Casper* is the name given to a Project that has created two protocols that each define a specific implementation of Proof of Stake: Casper FFG (Friendly Finality Gadget) and Casper CBC (Correct by Construction). At some point in the future, it’s expected that they will come together to form one Casper protocol.
Casper FFG can best be described as a hybrid PoW/PoS consensus mechanism. This has been designed to act as a bridge for the Ethereum platform as it migrates from PoW to PoS.
Casper CBC uses the correct-by-construction (CBC) protocol. This means the solution has been modeled mathematically to ensure that all of the required functionality will be delivered and the correct behavior exhibited.
With Vitalik Buterin playing a key role in the design, Casper is currently closely associated with Ethereum. Newer blockchain platforms such as RChain are implementing their own version of the Casper protocol based on Casper CBC.
Proof of Stake is not perfect. Consider the scenario where we have a branch in the chain. With a PoW implementation the longest chain always wins, but with a simple implementation of Proof of Stake, a validator could place a Stake, often called a ‘Bet’, on blocks in both branches. This is called the “Nothing at Stake” problem as there is no penalty for betting on two outcomes. Casper forces a Validator to choose by punishing malicious behavior such as betting on two competing blocks.
Punishment takes the form of the ‘Bet’ being kept by the system. This is called Slashing and a comprehensive set of rules has been defined for Casper. It’s likely that implementations of Casper not running on Ethereum will define their own Slashing rules.
Challenges with Casper
For new platforms built on PoS, it brings an immediate reduction in energy consumption and huge potential for performance improvements over existing platforms. But it’s not without its challenges.
The most common issue raised with PoS is that weighted voting favors those with wealth. The more you can afford to risk the more you can potentially earn, and the greater say you have in which Block is written next.
The goal of Slashing is to penalize bad actors, but determining what is malicious and what is not is no simple task. With potential Slashing conditions including metrics such as “Number of blocks validated”, slower hardware could be penalized as pools of high-performance machines raise the productivity bar. Uptime can also be a factor.
Whereas new platforms like RChain can launch with a PoS model, Ethereum has Miners who are invested in the current process. The complexity of moving from PoW to PoS cannot be overstated. This is a fundamental change to how their platform works. Think of it like changing the engine on a $77B car in the middle of a race. It’s expected that Ethereum will launch Casper FFG soon, which will mean that PoW mining will continue but every 50th Block will be a PoS checkpoint. In the short term, this means no performance increase or reduction in energy consumption, but it does reduce the risk of a 51% attack. Being a Trailblazer comes at a cost**.

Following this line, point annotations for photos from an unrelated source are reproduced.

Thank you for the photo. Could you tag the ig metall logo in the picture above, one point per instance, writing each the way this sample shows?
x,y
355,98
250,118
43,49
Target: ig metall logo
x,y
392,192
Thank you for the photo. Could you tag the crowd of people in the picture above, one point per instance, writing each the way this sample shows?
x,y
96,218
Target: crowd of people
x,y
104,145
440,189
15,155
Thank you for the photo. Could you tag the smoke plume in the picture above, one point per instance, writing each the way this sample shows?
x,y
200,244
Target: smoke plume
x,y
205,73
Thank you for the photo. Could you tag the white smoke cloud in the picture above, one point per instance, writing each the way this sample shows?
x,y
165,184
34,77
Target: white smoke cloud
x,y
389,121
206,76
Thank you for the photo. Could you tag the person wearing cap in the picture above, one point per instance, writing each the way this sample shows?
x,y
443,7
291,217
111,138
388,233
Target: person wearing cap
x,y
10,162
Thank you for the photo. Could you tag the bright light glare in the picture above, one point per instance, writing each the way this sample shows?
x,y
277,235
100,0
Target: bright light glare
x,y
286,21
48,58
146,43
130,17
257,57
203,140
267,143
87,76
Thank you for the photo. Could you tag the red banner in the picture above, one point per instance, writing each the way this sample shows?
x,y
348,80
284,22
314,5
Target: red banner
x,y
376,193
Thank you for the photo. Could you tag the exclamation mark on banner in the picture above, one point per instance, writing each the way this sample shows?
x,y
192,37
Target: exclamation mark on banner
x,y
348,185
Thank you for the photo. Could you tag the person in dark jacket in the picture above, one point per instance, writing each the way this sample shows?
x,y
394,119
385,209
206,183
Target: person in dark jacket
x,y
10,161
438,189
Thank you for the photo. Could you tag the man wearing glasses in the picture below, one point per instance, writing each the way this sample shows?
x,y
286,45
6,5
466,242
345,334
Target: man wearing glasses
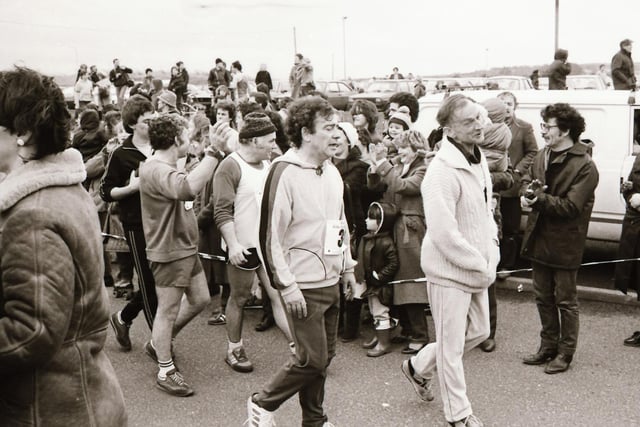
x,y
559,188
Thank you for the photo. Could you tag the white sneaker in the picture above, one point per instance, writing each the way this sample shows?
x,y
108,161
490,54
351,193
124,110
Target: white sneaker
x,y
258,417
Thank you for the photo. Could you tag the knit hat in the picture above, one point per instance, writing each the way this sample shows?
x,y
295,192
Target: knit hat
x,y
89,120
256,124
402,117
497,110
168,98
351,133
200,120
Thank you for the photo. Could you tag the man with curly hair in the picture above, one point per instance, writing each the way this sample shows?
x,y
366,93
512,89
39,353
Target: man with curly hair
x,y
171,232
304,241
559,188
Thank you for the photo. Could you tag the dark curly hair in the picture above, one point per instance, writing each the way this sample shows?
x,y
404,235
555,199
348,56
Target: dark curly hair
x,y
410,101
567,118
303,113
32,102
281,137
135,107
228,106
163,131
369,110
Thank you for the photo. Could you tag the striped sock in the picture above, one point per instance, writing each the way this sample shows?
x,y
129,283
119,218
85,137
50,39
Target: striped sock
x,y
165,367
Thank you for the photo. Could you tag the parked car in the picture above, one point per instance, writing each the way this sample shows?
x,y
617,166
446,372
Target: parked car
x,y
509,83
379,92
337,91
613,120
578,82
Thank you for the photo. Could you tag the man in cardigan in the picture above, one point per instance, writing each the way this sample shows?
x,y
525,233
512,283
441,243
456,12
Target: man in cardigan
x,y
459,257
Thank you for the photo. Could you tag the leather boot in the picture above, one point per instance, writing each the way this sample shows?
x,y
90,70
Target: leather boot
x,y
383,346
539,358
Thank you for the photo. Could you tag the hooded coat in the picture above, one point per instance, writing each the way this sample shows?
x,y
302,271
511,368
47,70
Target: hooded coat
x,y
377,253
403,191
53,304
557,225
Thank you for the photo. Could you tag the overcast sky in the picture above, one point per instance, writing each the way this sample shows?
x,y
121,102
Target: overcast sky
x,y
426,37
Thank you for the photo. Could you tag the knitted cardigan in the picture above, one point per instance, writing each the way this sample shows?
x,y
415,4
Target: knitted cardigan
x,y
460,248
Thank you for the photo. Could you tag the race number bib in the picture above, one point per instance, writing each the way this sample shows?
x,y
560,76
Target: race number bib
x,y
335,242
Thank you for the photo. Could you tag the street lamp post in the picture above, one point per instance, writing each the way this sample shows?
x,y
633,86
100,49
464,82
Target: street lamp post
x,y
344,46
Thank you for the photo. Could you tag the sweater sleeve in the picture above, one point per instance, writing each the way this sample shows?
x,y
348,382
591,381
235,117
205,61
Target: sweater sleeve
x,y
37,281
225,184
275,216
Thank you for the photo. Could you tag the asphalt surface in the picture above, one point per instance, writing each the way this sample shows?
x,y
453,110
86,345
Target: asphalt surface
x,y
600,389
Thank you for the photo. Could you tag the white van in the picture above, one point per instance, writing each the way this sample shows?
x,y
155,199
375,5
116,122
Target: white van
x,y
612,123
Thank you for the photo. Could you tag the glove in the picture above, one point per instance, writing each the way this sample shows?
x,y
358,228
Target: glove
x,y
294,301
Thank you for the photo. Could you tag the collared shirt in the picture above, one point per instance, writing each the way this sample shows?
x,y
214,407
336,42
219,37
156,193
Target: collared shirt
x,y
472,158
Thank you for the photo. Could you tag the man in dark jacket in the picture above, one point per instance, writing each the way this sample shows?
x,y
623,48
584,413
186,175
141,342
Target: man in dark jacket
x,y
119,77
522,150
263,76
559,188
218,76
559,70
622,67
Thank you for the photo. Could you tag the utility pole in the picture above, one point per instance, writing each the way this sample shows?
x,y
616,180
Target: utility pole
x,y
557,23
295,43
344,45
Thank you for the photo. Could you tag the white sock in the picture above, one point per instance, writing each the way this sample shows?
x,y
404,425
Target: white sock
x,y
165,367
234,345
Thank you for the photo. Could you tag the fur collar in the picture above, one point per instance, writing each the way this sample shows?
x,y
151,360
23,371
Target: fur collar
x,y
60,169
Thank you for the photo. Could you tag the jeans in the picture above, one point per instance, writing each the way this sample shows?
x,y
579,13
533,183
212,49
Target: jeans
x,y
305,373
557,301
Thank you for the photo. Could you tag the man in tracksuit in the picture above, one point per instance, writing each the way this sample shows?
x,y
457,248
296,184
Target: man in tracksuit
x,y
304,240
120,183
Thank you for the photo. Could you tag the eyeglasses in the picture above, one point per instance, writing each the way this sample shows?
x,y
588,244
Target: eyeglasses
x,y
545,127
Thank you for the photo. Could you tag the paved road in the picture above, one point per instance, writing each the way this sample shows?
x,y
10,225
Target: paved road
x,y
600,389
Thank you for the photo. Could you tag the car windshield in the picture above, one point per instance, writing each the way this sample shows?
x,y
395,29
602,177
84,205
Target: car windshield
x,y
383,87
506,84
582,82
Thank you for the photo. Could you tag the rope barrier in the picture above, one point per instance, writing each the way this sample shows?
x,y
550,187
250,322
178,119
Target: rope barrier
x,y
418,280
201,254
524,270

Finally, Casper will require validators to hold onto significant amounts of Cryptocurrency in order to have a Stake, which could affect the market price and liquidity of the associated cryptocurrency.
And finally, yes, Vitalik Buterin did name it Casper after the cartoon ghost.
* For completeness, GHOST (Greedy Heaviest Observed Subtree) is a chain selection method to ensure when there is a branch in the chain, all future mining is focused on the correct branch.
** As far as I know, Bitcoin has no plans to implement PoS.